Ecuador > Peru
Zumba/San Ignacio – La Balsa Border
This border is approximately 165km south of Vilcabamba – of which only about the first 35km are paved. There is a lot of road construction work going on which combined with the rough road ended up taking us just over 7 hours to ride the 165km. There are several areas of construction where they completely close the road for hours at a time – with only allocated time slots when it’s open. We were lucky that the only really long delay we had was 1.5 hours – the others were just short waits. Judging by the amount of work they have to do, it will be a long time before this road is fully paved – they are constructing from concrete rather than tarmac so progress is slower. The off-road conditions varied, but in general were not too bad – we rode it fully loaded and two up. I’m not sure I would want to do this road after or during heavy rains though!! Also it’s just under 50km further past the border (about an hour) to the town of San Ignacio, the first real town where you can get accommodation (other than a hostel at the border if you were really desperate). Most of this road is also dirt, although construction is underway. It’s then dirt road again for another 50km or so past San Ignacio before you get back onto tarmac.

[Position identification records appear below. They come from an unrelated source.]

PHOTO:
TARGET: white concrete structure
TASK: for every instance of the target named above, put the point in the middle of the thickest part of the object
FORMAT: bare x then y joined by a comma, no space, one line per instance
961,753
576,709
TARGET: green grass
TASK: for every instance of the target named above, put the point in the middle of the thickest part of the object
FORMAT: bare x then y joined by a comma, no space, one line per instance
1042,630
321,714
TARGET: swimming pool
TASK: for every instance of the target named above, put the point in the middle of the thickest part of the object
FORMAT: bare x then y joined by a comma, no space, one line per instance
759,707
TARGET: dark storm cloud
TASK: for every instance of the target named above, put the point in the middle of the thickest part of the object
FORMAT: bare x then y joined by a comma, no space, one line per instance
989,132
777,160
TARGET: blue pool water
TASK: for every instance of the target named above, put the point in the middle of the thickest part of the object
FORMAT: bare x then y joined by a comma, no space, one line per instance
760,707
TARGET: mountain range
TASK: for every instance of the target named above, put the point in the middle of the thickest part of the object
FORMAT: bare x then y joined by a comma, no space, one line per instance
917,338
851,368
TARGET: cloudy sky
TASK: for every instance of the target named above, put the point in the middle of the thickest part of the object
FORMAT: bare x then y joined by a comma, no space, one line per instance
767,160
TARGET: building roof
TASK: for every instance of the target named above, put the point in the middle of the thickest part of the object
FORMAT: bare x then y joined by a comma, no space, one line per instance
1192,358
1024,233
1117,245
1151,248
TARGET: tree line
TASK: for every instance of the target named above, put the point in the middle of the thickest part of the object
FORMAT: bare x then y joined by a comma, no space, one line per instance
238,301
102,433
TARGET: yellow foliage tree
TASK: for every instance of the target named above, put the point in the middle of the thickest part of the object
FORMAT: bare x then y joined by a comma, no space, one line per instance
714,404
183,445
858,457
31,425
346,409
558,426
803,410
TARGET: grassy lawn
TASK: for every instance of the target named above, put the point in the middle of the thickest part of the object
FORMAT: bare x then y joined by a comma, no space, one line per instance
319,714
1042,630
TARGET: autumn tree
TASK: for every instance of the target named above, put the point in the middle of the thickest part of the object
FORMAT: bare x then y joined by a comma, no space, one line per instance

The La Balsa border crossing itself is a nice relaxed and quiet crossing. When you arrive on the Ecuadorian side there is a bamboo gate just before a bridge. If you stop here you will see the immigration and aduana offices in the row of buildings on the left hand side. You might have to hunt around for the officials though – their offices were empty when we arrived – I’ve read somewhere else that they are often playing basketball or some other sports somewhere nearby! It’s really that quiet so they probably get bored :).
The aduana official will take your permit and immigration will stamp your passport – quick and easy. No fees, copies or anything else required.
They will then raise the barrier and let you through to the Peruvian side. No photos of the Ecuadorian side sorry, it had been a long day and we forgot about taking pics!!
There is another barrier on the other end of the bridge – the aduana official for Peru let us through this side and guided us through and into aduana office no. 1 which was straight ahead after crossing the bridge.
They needed copies of the bike registration document and drivers passport – which could be done at a shop further along the road on the right hand side.
Next up, we were sent to the immigration office to fill out entry forms. Before the immigration officer would stamp the passports we had to walk up the road to the left hand side to get a stamp from the police.
Then back to the immigration office to finally get the entry stamp. No fees required.
Once completed, we then had to go to the 2nd aduana office (which was just two cabins stacked on top of each other on the left hand side as you ride through from Ecuador.
Here they produced the vehicle permit, after double checking the VIN no. and engine no. and taking photos of the bike. Again we had problems as their computer system was playing up so after waiting for ages they decided to issue us with a manual permit which included a sticker that needed to be displayed on the bike.
The process took just over 2 hours but could probably have been completed in an hour if their systems had been working properly.
No fee required for vehicle permit.
The whole day from Vilcabamba to San Ignacio, including the border, took us between 10 – 11 hours.